LPPDM nilai, bagi sembako sebagai modus kampanye terselubung

Ruteng, infolibasmalaka.com-Lembaga Pengkaji dan Peneliti Demokrasi Manggarai (LPPDM) hari ini (04/05/2020) menggelar aksi menuntut Bupati Deno menghentikan kegiatan bagi-bagi sembako kepada warga ditengah pandemi Covid-19.

Ketua LPPDM, Marsel Nagus Ahang menilai, kegiatan tersebut sebagai bentuk kampanye politik terselubung dengan modus bagi-bagi sembako.
“Kan ada bawahan beliau ditingkat Desa, ada Kades, RT, RW dan perangkat Desa, ya manfaatkan mereka itu. Kenapa musti beliau sendiri yang turun, apalagi harus melibatkan unsur Forkopimda. Ini patut diduga sebagai bentuk kampanye Politik, ujar Ahang”.

Lebih lanjut Ahang menuturkan, dalam kegiatan tersebut rombongan Bupati selalu melibatkan unsur Forkompimda yang jumlahnya mencapai puluhan orang.
Bayangkan, sekali kegiatan bagi sembako itu melibatkan hampir puluhan orang, lantas bagaimana beliau menyikapi Maklumat Kapolri?

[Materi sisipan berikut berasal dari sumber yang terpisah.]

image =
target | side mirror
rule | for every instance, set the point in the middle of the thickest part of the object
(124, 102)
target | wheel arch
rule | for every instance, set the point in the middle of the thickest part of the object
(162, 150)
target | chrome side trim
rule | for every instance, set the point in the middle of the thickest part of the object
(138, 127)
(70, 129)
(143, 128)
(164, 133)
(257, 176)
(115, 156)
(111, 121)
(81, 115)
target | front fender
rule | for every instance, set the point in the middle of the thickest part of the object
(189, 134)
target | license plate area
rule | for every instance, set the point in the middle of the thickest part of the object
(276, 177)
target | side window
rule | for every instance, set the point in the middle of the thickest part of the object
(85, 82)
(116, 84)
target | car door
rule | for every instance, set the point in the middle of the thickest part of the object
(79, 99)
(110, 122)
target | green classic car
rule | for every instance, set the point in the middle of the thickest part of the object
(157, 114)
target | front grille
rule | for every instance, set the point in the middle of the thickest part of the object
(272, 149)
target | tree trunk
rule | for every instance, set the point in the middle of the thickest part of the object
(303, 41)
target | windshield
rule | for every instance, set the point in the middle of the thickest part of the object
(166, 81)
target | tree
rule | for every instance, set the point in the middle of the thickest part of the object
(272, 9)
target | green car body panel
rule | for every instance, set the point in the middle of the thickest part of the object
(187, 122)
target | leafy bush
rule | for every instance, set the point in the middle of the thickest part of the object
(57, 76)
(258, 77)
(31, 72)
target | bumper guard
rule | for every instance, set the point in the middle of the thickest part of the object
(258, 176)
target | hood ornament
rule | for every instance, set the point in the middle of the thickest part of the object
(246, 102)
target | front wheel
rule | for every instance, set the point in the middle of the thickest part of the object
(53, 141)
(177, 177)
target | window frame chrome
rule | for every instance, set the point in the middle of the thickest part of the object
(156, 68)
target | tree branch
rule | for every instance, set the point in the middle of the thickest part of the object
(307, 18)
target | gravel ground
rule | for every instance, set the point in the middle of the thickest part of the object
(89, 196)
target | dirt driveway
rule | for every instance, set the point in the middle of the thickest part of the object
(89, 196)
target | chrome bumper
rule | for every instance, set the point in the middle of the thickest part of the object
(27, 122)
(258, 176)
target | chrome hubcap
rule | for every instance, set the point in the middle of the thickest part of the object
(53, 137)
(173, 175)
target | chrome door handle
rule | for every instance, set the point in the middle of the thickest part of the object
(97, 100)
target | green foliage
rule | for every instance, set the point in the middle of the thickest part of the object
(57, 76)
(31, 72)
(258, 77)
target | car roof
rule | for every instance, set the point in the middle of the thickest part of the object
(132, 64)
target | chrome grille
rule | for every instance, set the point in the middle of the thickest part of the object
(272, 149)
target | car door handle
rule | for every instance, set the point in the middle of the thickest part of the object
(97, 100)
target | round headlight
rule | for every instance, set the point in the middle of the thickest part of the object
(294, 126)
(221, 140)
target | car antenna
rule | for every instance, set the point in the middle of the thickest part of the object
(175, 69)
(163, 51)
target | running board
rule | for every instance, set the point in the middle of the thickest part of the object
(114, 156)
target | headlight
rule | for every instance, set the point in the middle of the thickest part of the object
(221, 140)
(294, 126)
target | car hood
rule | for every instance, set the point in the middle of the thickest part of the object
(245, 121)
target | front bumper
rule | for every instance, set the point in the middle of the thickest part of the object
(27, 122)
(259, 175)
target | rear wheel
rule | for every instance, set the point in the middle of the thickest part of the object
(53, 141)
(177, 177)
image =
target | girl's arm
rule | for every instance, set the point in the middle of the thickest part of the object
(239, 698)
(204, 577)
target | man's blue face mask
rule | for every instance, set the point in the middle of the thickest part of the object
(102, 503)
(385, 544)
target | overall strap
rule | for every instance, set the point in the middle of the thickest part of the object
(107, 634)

Bukankah beliau sebagai Pemerintah mesti memberi tauladan bagi masyarakat?”.

Sementara, kata dia, Kapolri sudah secara tegas dalam maklumatnya agar mematuhi kebijakan Pemerintah dalam penanganan penyebaran Covid-19.
“Dalam Maklumat itu jelas bahwa kegiatan sosial kemasyaraakatan yang menyebabkan berkumpulnya massa dalam jumlah banyak harus ditiadakan”.

Ahang meminta agar Bupati Deno segera menghentikan kegiatan yang menghadirkan banyak orang tersebut serta menyampaikan permohonan maaf kepada masyarakat Manggarai atas tindakan pembangkangan terhadap Maklumat Kapolri yang dilakukanya, pinta Ahang.